A nationwide survey of hospital costs conducted by the US Agency for Healthcare consists of hospital records of inpatient samples. The given data is restricted to the city of Wisconsin and relates to patients in the age group 0-17 years. The agency wants to analyze the data to research on the healthcare costs and their utilization. Here is a detailed description of the given dataset: AGE : Age of the patient discharged FEMALE : Binary variable that indicates if the patient is female LOS : Length of stay, in days RACE : Race of the patient (specified numerically) TOTCHG : Hospital discharge costs APRDRG : All Patient Refined Diagnosis Related Groups. The data was provided by through the link (under the name HospitalCosts): http://instruction.bus.wisc.edu/jfrees/jfreesbooks/Regression%20Modeling/BookWebDec2010/data.html
In this case study, I have performed the Descriptive Analysis, Exploratory Data Analysis and Predictive Analysis to fullfill the foloowing goals of this project:
- To record the patient statistics, the agency wants to find the age category of people who frequent the hospital and has the maximum expenditure.

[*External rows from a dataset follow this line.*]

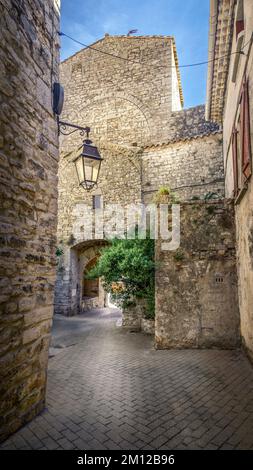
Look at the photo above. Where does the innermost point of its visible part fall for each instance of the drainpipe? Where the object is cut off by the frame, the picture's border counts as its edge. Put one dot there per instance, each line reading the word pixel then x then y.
pixel 211 54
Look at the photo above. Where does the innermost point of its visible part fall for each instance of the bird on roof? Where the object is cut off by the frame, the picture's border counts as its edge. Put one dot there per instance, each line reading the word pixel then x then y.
pixel 132 31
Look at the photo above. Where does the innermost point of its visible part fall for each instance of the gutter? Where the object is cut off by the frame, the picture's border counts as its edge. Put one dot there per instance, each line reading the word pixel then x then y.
pixel 211 54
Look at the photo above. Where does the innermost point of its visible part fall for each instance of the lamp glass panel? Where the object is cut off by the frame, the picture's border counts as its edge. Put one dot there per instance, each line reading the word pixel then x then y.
pixel 79 169
pixel 95 172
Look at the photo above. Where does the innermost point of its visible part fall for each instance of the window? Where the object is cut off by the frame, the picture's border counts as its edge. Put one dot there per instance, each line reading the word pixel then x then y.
pixel 96 202
pixel 241 144
pixel 239 35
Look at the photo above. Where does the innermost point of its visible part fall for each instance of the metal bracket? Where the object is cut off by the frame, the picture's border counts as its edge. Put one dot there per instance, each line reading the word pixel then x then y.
pixel 62 127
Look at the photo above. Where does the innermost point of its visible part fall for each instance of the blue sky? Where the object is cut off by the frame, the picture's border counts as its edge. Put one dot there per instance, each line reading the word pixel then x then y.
pixel 187 20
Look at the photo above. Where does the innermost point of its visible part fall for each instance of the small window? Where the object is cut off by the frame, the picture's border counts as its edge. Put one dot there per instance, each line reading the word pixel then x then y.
pixel 239 22
pixel 239 35
pixel 96 202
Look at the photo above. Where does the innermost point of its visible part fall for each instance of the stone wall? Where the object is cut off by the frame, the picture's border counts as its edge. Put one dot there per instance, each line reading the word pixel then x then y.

- In order of severity of the diagnosis and treatments and to find out the expensive treatments, the agency wants to find the diagnosis related group that has maximum hospitalization and expenditure.
- To make sure that there is no malpractice, the agency needs to analyze if the race of the patient is related to the hospitalization costs.
- To properly utilize the costs, the agency has to analyze the severity of the hospital costs by age and gender for proper allocation of resources.
- Since the length of stay is the crucial factor for inpatients, the agency wants to find if the length of stay can be predicted from age, gender, and race.
- To perform a complete analysis, the agency wants to find the variable that mainly affects the hospital costs.